From mboxrd@z Thu Jan  1 00:00:00 1970
From: Mark Lord <mlord@pobox.com>
Subject: libata total system lockup fix
Date: Mon, 25 Jul 2005 09:47:28 -0400
Message-ID: <42E4ED70.1050501@pobox.com>
Mime-Version: 1.0
Content-Type: multipart/mixed;
 boundary="------------030104010000040700050006"
Return-path: <linux-ide-owner@vger.kernel.org>
Received: from cpu1185.adsl.bellglobal.com ([207.236.110.166]:57872 "EHLO
	mail.rtr.ca") by vger.kernel.org with ESMTP id S261214AbVGYNr0
	(ORCPT <rfc822;linux-ide@vger.kernel.org>);
	Mon, 25 Jul 2005 09:47:26 -0400
Sender: linux-ide-owner@vger.kernel.org
List-Id: linux-ide@vger.kernel.org
To: Jeff Garzik <jgarzik@pobox.com>
Cc: IDE/ATA development list <linux-ide@vger.kernel.org>

This is a multi-part message in MIME format.
--------------030104010000040700050006
Content-Type: text/plain; charset=us-ascii; format=flowed
Content-Transfer-Encoding: 7bit

Jeff,

We corresponded about this bugfix ages ago,
but I find I'm still patching it into each new
kernel.org kernel to keep my system from locking
up hard in the libata error handling path.

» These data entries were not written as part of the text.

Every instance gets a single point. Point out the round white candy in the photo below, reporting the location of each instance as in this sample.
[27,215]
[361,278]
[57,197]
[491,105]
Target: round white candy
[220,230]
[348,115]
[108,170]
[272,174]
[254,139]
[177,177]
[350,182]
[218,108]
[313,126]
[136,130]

(error handling is triggered by the KDE/Gnome desktop
polling the empty ATAPI drive every second or two,
gets an error when no disc inserted, thereby triggering
SCSI/libata error paths, which lock system hard once
in a few thousand tries -- about once every two hours).

This patch originally came to me from you, and I've now
forgotten where you got it from.  But it does fix the
problem here.  I have also circulated this patch among
many other users of "ata_piix" on modern laptops,
and it seems to cure random lockups for them as well.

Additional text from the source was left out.